Construction often involves working at heights above ground level. Scaffolding is used to provide a stable working platform for workers above ground level or in areas where ladders or lifting devices cannot reach. A scaffolding jack is a device that can level a scaffold, move a scaffold up or down or act as a support for scaffold planking.
Scaffolding is normally considered a temporary structure for interior or exterior worker access. Many work sites are not level, and scaffolding jacks help provide safe and level working surfaces at a variety of working heights above ground. Scaffolding jacks can be used with either metal or wood scaffolding, as specified by the manufacturer.
Screw jacks are scaffolding jacks used to level fixed scaffolding. Screw jacks are installed on a stable base and contain a large adjustable screw to move the scaffold up or down. After the scaffold is built, the screw jack is used to level the working platform before it is used.
Pump jacks lift a scaffold vertically along a support post. These jacks are commonly used for siding installation or exterior wall finishing. The vertical support posts are installed first and attached to the wall. The pump scaffolding jacks are attached to the vertical posts, and the scaffolding is attached to the pump jacks. A foot pump on the pump jack raises the scaffold, and a crank is used to lower the scaffold.
Another type of scaffolding jack is a ladder jack. Ladder jacks are not used to raise or level scaffolds. They are support platforms that attach to two ladders and allow a scaffold plank to be placed across them. Ladder jacks are simple devices that allow a quick scaffold installation but can be risky to use because they might lack handrails or other safety devices to protect workers.

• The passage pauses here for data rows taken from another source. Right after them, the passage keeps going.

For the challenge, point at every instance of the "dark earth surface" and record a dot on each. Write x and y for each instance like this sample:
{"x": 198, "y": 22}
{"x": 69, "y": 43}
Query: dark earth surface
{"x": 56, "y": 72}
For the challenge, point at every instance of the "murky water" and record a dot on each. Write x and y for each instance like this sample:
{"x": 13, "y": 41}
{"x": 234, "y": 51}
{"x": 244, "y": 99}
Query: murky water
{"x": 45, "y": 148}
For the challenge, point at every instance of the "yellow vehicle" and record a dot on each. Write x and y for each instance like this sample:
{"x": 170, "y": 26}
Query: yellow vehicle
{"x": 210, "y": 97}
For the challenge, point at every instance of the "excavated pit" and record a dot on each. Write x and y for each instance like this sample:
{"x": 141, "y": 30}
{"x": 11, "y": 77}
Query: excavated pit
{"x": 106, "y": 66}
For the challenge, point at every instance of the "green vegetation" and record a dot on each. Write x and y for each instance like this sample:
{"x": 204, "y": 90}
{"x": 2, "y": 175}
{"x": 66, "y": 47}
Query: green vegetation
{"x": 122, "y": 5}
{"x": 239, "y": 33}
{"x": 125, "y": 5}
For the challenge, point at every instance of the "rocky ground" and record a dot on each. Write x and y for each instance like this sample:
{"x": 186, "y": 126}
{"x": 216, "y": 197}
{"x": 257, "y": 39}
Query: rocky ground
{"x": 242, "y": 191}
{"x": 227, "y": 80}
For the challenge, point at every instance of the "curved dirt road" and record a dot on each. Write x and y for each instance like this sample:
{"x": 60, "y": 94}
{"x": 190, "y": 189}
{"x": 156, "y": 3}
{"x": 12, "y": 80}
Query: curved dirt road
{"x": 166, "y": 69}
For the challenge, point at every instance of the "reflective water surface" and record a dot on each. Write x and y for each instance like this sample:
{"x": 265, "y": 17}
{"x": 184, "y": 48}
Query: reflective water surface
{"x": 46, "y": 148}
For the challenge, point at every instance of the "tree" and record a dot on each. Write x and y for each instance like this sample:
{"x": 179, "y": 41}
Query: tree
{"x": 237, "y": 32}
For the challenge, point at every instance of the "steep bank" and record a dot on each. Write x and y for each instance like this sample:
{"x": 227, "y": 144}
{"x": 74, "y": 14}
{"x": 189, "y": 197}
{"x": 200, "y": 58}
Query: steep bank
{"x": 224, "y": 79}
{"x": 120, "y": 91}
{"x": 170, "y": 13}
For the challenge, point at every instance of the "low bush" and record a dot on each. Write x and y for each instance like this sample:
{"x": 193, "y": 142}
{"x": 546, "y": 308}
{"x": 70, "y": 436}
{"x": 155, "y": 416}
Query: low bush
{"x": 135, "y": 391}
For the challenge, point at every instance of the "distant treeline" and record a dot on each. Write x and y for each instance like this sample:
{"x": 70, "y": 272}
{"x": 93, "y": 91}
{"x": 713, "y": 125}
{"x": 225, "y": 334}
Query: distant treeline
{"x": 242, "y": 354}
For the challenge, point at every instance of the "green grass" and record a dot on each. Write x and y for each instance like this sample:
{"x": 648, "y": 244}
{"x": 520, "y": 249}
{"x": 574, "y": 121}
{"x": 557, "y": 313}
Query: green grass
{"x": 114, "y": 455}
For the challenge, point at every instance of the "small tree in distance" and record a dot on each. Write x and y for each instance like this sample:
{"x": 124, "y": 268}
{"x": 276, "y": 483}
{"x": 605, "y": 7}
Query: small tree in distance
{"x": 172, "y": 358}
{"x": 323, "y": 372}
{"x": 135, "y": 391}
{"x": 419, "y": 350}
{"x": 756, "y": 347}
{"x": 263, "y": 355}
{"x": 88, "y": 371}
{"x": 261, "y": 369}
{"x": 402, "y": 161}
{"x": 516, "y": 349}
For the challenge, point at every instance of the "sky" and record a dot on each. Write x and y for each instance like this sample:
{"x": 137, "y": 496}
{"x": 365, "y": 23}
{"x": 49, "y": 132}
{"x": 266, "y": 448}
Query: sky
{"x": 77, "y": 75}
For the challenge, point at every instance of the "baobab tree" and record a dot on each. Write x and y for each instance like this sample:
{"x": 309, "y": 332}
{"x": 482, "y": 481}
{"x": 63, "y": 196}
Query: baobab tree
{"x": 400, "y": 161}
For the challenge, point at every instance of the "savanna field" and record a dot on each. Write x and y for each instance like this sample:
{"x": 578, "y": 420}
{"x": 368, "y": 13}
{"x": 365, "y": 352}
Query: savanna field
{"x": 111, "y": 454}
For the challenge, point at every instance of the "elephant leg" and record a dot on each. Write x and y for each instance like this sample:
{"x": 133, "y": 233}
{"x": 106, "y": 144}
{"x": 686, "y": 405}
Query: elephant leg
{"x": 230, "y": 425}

Roof scaffolding jacks are similar to ladder jacks but install directly onto a roof to support scaffold planks. A roof jack does not move up or down like a pump jack but can be detached and easily moved to a different part of the roof. Roof scaffolds are often placed at the edge of a roof to provide fall protection if a worker slides down the roof, but they should never be the only fall protection for roof workers.